The international consensus statement by Porcari S, Mullish BH, Asnicar F, et al. on microbiome testing in clinical practice is one of the first attempts in providing a tangible guidance to regulate the provision of microbiome testing. As with all laboratory procedures, an essential statement should involve the bioinformatics guidelines, which are currently well partially established for group comparisons (for example, describing normalization methods7) but are not clearly defined and standardized for application in clinical practice.

The microbiome of two individuals may be significantly different due to geography8, diet9,10, medical comorbidities and medication intake11. To minimise bias, participants of different study groups should be accurately matched and ideally differ only in the state of the disease being studied. Importantly, the concept of the “identical car” represents a normalisation step upstream of sample collection, sample handling, sequencing and bioinformatic/statistical analyses. Ways to ‘break a window’ in-vivo could vary from the use of a specific diet, probiotics, or antibiotics of the investigator’s choice for a specified period of time.
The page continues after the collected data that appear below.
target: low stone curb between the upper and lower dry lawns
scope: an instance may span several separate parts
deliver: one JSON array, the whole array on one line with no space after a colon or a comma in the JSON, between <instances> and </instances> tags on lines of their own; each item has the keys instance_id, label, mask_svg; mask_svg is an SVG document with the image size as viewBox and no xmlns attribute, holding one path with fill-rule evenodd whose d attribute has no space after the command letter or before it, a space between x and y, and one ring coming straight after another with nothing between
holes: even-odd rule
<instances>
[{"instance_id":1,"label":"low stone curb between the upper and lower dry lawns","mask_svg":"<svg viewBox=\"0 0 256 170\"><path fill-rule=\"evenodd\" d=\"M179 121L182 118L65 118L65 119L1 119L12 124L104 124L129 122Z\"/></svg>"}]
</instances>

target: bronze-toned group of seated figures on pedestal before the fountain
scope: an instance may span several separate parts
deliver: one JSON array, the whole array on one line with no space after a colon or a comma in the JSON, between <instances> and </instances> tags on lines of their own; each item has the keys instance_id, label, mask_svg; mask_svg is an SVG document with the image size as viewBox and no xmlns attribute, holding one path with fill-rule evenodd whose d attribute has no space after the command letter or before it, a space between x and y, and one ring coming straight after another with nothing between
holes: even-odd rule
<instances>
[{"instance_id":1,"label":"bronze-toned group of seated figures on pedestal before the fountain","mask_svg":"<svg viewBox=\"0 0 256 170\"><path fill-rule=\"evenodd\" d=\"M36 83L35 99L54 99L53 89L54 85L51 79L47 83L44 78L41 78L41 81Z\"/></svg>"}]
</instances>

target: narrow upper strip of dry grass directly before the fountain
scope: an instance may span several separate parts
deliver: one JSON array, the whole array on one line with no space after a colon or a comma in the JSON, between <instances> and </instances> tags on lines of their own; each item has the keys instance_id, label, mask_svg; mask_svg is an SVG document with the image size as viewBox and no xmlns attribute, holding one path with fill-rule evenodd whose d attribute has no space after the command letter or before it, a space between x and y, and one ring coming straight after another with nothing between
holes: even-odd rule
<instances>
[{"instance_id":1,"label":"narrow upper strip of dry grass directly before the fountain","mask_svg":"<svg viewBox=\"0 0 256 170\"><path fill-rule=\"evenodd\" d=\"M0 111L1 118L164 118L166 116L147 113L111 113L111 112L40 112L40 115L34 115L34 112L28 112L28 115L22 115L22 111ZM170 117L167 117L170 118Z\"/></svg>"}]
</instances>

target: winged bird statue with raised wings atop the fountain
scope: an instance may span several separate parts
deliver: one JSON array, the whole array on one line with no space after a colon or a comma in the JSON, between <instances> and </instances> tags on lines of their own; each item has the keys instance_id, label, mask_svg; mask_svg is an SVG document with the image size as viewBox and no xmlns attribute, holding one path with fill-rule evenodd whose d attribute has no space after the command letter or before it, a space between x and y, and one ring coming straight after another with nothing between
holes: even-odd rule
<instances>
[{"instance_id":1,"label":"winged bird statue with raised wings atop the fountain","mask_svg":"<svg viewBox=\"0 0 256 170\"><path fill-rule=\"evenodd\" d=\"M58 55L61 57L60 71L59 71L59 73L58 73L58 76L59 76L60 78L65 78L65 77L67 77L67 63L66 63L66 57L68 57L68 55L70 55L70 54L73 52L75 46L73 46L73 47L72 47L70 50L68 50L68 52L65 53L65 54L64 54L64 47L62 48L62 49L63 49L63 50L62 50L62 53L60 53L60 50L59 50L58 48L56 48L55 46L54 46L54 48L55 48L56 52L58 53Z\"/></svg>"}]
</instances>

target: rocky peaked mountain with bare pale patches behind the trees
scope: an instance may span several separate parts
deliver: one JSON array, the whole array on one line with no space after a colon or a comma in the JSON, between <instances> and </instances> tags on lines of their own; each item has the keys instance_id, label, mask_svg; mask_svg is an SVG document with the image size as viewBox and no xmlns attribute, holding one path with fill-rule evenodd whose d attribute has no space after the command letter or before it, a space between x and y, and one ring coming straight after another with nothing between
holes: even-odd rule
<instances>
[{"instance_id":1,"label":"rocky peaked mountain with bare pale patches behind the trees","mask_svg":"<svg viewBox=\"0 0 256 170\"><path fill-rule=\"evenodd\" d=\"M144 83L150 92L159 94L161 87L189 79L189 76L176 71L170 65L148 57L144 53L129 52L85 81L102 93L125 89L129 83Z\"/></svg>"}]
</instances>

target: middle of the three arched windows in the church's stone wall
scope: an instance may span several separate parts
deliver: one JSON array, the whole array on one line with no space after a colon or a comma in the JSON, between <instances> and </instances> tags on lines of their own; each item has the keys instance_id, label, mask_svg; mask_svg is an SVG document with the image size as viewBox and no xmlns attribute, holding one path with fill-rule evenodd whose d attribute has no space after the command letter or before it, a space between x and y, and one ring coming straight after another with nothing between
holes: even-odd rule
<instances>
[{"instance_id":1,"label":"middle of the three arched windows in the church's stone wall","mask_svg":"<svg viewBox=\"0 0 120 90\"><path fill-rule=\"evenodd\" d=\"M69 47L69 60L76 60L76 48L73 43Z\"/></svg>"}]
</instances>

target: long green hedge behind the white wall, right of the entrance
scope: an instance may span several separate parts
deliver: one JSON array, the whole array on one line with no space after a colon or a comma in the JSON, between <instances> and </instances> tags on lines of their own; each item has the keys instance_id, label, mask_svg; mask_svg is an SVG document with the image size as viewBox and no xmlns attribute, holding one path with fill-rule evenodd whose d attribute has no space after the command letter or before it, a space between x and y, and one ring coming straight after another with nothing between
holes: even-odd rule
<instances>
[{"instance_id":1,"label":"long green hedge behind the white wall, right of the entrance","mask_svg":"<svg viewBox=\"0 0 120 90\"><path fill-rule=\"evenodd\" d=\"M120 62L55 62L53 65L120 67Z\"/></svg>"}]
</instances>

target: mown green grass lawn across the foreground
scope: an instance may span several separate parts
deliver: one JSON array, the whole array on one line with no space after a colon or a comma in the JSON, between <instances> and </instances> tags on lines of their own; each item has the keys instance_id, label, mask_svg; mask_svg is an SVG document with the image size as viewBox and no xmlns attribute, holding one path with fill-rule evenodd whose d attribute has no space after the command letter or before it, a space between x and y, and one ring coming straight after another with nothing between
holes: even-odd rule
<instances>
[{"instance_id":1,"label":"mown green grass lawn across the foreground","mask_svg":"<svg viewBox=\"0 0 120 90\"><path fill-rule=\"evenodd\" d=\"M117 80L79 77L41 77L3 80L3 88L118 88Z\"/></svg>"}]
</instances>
Correlation between microbial signatures and disease symptoms could be investigated through the use of e-diaries collecting patient reported outcomes (PROMs). PROMs collected using a Likert scale creates a dataset which can be analysed using statistical techniques including multivariate analysis to assess the relationship between symptom variation (i.e. minimal clinically important differences) and a change in microbial signature.

The introduction of a normalisation strategy, the identical car, before characterising microbial signatures may allow us to identify three different scenarios: a) microbiome perpetuity without host improvement (a disturbed microbiome that remains unchanged and/or imbalanced, even after an intervention, failing to restore host health: i.e. pathogenic microbiomes); b) microbiome variations without host improvement (observed microbial changes occur independently of disease progression, indicating a non-causal association) and c) microbiome variations with homoeostasis recovery (microbial shifts contribute to restoring host health, pathobiont-microbiomes).

As previously postulated by the adaptation of Anna Karenina’s principle by Zaneveld et al.: “all healthy microbiomes are similar, each dysbiotic microbiome is dysbiotic in its own way”12. Therefore, the use of metagenomic techniques for the identification of markers of disease and the normalisation of upstream factors may aid us in taking a step towards reconciling metagenomics and traditional microbiology, thereby advancing its role in precision medicine. We must bridge the gap between metagenomic data and basic research in order to extend beyond the limits of microbiome observational studies.